When Cecil B. DeMille made his first Ten Commandments film in 1923 (he later would make the one starring Charlton Heston in 1956), he built a massive set in the desert in a town called Guadalupe. The set included 21 sphinxes and four 27-ton statues of Ramses II. DeMille left it where it was after filming, burying it in sand dunes near Santa Barbara. He wrote in his autobiography, "If a thousand years from now archaeologists happen to dig beneath the sands of Guadalupe, I hope that they will not rush into print with the amazing news that Egyptian civilization, far from being confined to the valley of the Nile, extended all the way to the Pacific coast of North America."
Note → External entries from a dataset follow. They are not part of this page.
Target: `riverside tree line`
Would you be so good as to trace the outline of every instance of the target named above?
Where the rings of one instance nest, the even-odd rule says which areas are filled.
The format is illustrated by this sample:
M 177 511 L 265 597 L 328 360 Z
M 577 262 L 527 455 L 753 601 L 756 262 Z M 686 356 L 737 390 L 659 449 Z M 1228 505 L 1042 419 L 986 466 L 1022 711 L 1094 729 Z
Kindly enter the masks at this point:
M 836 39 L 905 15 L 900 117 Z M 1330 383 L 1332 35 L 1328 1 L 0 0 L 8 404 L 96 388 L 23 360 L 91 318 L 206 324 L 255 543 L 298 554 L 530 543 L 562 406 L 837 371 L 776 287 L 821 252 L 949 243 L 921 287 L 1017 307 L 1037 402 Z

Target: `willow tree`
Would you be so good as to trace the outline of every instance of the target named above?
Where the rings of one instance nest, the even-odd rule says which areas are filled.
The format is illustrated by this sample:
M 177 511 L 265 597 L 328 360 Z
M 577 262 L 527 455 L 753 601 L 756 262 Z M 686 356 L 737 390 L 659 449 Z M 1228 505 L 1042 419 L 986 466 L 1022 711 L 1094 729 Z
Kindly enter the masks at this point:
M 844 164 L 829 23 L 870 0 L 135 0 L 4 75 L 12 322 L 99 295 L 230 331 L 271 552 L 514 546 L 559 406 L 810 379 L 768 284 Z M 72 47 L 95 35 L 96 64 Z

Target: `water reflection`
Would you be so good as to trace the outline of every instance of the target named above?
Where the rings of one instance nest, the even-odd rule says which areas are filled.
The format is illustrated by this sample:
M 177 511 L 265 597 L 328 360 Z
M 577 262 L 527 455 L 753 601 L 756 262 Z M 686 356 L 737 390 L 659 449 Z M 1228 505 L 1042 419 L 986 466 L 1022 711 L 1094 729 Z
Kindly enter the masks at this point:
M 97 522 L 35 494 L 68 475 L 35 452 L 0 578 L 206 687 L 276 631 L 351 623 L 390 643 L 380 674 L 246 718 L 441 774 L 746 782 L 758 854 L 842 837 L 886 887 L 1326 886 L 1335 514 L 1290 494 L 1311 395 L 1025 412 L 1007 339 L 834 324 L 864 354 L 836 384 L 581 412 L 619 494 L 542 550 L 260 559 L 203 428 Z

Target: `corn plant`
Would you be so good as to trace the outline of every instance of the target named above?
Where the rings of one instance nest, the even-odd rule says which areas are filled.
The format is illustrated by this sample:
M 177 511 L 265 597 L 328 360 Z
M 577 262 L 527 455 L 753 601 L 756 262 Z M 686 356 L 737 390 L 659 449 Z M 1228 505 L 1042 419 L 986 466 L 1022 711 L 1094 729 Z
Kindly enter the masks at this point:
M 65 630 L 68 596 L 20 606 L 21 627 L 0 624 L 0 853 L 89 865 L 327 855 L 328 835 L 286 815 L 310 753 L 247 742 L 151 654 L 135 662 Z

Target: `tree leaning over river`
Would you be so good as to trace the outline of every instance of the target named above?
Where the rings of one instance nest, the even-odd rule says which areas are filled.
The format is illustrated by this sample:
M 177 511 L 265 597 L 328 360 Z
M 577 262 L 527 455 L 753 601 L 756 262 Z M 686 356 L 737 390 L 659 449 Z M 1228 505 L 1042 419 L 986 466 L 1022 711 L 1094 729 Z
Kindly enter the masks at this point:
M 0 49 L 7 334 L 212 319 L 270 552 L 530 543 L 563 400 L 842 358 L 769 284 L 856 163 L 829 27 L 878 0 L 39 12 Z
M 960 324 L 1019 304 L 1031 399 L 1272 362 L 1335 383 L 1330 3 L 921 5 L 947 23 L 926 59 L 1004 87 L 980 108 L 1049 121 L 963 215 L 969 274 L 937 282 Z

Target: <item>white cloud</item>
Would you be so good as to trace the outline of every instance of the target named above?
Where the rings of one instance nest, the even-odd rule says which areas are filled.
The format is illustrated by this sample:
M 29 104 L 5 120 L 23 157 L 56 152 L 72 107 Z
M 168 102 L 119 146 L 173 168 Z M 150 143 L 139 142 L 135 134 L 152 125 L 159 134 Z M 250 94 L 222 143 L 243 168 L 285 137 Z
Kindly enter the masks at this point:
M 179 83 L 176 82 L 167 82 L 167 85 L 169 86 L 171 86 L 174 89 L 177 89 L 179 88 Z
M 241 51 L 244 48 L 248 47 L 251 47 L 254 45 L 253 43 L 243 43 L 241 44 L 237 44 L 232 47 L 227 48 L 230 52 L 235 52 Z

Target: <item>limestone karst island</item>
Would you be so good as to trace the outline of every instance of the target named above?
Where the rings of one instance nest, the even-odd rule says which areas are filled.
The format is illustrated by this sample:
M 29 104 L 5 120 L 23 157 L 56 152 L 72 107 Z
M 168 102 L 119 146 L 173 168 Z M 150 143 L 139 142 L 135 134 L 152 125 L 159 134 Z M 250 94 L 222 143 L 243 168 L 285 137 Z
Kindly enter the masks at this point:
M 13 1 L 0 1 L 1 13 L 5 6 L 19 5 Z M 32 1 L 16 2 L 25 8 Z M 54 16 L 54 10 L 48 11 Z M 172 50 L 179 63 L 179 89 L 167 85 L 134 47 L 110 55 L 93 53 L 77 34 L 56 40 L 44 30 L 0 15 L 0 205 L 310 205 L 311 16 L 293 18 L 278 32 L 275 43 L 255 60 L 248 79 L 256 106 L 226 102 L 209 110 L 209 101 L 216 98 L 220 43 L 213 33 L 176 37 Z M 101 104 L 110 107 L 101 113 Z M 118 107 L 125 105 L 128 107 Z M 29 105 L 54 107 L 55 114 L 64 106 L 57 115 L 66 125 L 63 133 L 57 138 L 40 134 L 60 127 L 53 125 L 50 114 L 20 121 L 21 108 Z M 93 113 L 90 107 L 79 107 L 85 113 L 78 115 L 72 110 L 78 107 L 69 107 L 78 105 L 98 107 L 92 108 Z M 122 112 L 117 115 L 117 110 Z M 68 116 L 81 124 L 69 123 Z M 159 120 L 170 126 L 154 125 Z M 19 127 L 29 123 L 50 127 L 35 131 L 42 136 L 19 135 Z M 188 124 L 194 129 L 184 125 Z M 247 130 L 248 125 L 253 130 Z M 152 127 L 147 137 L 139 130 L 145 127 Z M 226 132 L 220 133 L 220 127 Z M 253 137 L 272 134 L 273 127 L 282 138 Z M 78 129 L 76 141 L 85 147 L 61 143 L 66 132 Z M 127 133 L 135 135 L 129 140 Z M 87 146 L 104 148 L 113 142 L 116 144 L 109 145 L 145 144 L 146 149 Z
By the time Small found out about the buried set two years ago, documentary filmmaker Peter Brosnan had already tried for years to get permission from the county to excavate. Small joined in the effort and the excavation happened in October. Many set pieces were too fragile and fragmented to remove, but tables in Small's Echo Park studio now are lined with objects from the dig, including that sphinx headdress. He also just received funding from the Creative Capital foundation to fabricate a full-size replica of a sphinx head like those DeMille used (excavating and restoring one of the buried ones, if even possible, would be a long, expensive process).
He imagines exhibiting all these objects — the fake sphinx, DeMille artifacts and Luxor murals — as a history museum might, with the artifacts arranged in high-quality cases. Past, present and future, real histories and reinventions of histories, would all be there on the same level playing field.
When you think about it, this situation isn't so different from how reality feels — the layers of movie references, history book entries and our own imaginations all mingle when someone brings up something like "the Sphinx."
Maybe projects like this resonate right now because they are the anti-truthiness, a push against that trend Colbert satirized. Instead of letting things that feel true become truth, they're compelling because they detail how difficult it is to distinguish fact from perception. It's like what David Shields talks about in his book Reality Hunger: being "futilely drawn toward representations of the real, knowing full well how invented such representations are." While fictional frames pull you further into fiction, putting a documentary frame around art promises some sort of news of how the world works, which is what we want art to help us figure out at this moment — when too much information is available.
So even if L.A. is a place where you have a Greystone Mansion murder to suss out or a Ten Commandments film set burial site to excavate, the thing that has seemed "so L.A." for so long — meshing reality with fantasy — actually seems, suddenly, just "so right now."